What is the difference between extract_recipe() and extract_preprocessor()?

extract_recipe() only works when the preprocessor is a recipes object and raises an error otherwise. extract_preprocessor() is the generic version: it returns whatever preprocessor is attached, whether that is a recipe, a formula, or a workflow_variables() selector. Use extract_recipe() when you know the workflow uses a recipe and you want a clear error if that ever changes; use extract_preprocessor() in code that needs to handle multiple preprocessor types.

Does extract_recipe() work on a workflow that was never fit?

It returns the unprepped recipe with a warning. The flag estimated = TRUE cannot deliver a trained recipe when no training happened, so the function falls back to the original recipe. If you want the warning to go away, call fit() first or pass estimated = FALSE explicitly.

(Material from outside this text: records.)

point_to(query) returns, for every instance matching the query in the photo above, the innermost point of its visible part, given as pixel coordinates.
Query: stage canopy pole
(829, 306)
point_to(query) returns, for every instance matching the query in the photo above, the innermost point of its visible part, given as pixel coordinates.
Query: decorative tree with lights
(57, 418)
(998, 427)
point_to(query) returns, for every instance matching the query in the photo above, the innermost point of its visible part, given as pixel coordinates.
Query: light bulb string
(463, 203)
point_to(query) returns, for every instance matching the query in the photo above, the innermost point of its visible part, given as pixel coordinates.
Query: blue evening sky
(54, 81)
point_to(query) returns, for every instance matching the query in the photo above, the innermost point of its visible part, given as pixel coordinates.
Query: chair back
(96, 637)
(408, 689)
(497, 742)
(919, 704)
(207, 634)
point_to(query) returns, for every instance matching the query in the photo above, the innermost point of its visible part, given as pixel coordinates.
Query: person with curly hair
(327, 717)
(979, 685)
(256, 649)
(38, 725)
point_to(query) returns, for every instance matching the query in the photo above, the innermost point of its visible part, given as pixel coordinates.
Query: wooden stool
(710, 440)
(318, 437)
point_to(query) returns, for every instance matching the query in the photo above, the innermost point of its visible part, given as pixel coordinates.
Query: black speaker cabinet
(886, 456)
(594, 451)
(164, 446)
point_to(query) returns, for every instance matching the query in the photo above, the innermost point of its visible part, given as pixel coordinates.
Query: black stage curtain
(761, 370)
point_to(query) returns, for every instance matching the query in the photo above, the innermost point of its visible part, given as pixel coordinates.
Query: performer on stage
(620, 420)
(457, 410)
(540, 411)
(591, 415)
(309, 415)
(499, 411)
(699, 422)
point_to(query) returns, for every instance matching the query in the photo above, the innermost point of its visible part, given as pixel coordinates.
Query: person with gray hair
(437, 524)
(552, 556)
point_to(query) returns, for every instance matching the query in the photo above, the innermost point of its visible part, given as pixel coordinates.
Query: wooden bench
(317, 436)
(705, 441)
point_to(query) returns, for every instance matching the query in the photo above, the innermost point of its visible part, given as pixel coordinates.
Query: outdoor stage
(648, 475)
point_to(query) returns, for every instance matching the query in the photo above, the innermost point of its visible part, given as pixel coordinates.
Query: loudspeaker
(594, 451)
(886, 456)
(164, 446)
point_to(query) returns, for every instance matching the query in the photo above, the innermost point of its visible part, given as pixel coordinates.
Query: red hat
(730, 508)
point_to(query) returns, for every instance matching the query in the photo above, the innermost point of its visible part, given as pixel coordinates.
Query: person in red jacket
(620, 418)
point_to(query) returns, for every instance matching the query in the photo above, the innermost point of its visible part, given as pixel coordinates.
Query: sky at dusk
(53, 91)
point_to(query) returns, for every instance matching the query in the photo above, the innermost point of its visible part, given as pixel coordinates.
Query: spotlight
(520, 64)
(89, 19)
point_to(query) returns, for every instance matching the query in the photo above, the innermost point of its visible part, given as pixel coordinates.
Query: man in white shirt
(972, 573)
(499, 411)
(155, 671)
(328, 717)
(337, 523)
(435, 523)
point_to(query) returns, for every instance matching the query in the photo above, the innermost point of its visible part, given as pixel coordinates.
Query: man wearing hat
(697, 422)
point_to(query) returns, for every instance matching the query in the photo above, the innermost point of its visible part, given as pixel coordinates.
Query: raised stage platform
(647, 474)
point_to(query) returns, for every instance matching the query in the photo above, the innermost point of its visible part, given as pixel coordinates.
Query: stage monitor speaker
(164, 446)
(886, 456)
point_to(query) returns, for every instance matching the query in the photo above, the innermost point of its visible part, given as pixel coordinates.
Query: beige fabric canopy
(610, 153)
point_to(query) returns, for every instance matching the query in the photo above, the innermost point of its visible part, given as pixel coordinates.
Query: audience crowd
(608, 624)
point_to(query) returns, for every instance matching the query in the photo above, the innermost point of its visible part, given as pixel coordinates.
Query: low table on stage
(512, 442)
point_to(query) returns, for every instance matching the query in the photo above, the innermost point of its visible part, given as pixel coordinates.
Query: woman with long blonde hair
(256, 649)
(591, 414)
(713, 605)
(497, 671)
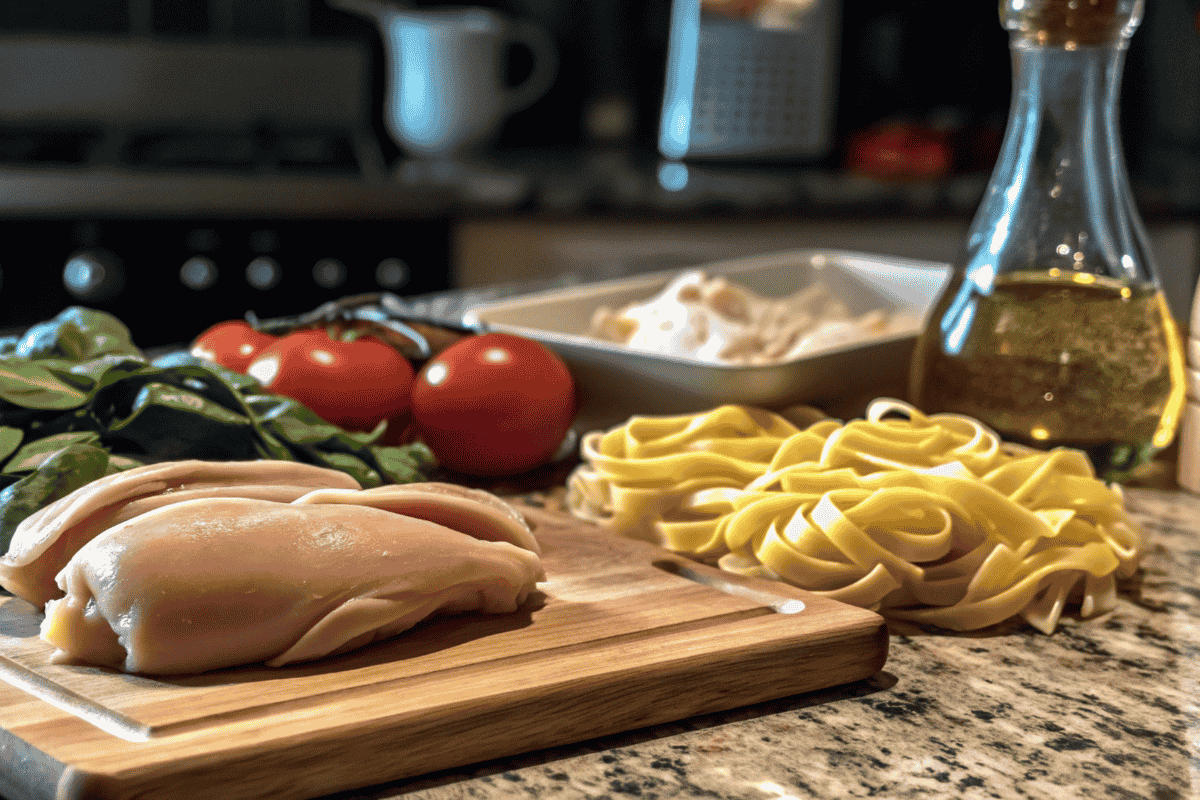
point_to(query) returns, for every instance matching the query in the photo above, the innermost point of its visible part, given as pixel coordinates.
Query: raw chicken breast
(207, 584)
(46, 540)
(473, 511)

Can I save the extracted recipe to disk and reload it later?

Yes. The trained recipe is a regular R object and survives saveRDS() and readRDS() round-trips. Save the trained recipe when you want to apply the same preprocessing to fresh data in a different session without rebuilding the workflow. Watch the version of the recipes package: prepped objects load only against compatible versions.

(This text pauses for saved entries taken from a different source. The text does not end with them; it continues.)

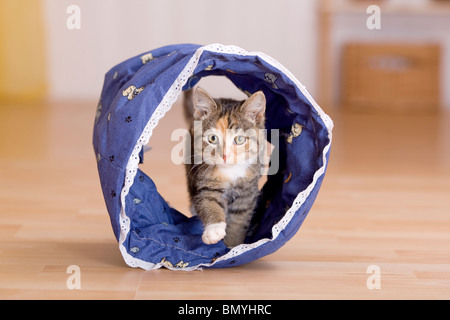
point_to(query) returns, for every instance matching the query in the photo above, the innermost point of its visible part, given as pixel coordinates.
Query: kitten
(223, 188)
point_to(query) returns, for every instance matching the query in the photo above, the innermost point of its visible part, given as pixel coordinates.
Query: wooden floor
(385, 202)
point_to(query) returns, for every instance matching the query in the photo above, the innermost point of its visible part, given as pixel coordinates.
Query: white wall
(114, 30)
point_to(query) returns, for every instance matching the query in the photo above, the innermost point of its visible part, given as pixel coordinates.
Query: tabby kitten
(223, 186)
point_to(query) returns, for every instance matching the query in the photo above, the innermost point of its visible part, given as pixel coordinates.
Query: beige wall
(114, 30)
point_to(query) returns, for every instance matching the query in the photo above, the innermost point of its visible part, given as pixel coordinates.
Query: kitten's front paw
(214, 232)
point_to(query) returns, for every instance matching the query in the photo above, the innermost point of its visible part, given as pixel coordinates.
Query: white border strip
(164, 106)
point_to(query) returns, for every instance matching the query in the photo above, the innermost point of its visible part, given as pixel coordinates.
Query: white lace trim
(165, 105)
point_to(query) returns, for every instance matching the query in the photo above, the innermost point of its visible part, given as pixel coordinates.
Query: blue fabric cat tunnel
(136, 95)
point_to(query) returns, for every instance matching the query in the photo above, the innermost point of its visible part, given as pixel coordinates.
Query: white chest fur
(233, 172)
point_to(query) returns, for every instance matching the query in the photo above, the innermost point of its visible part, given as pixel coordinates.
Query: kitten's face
(230, 128)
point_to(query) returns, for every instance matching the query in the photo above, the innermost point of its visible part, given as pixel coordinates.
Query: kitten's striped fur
(224, 195)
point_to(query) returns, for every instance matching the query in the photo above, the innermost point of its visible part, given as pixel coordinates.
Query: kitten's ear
(203, 104)
(254, 107)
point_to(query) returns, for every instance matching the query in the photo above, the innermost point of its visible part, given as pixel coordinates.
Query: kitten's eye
(212, 138)
(240, 140)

Why does tidy() on the extracted recipe show NA values?

You passed estimated = FALSE. The untrained recipe stores step specifications without learned parameters, so tidy() reports NA for every value. Drop the flag, or set it to TRUE, and tidy will return the learned means, medians, or dummy levels instead.

How do I see all the columns the recipe produced after baking?

Call extract_mold(wf_fit)$predictors. The mold contains the baked predictor matrix the workflow handed to the model, with one row per training row and one column per output of the recipe. This is useful when a recipe creates many indicator columns and you want to confirm their names before predicting.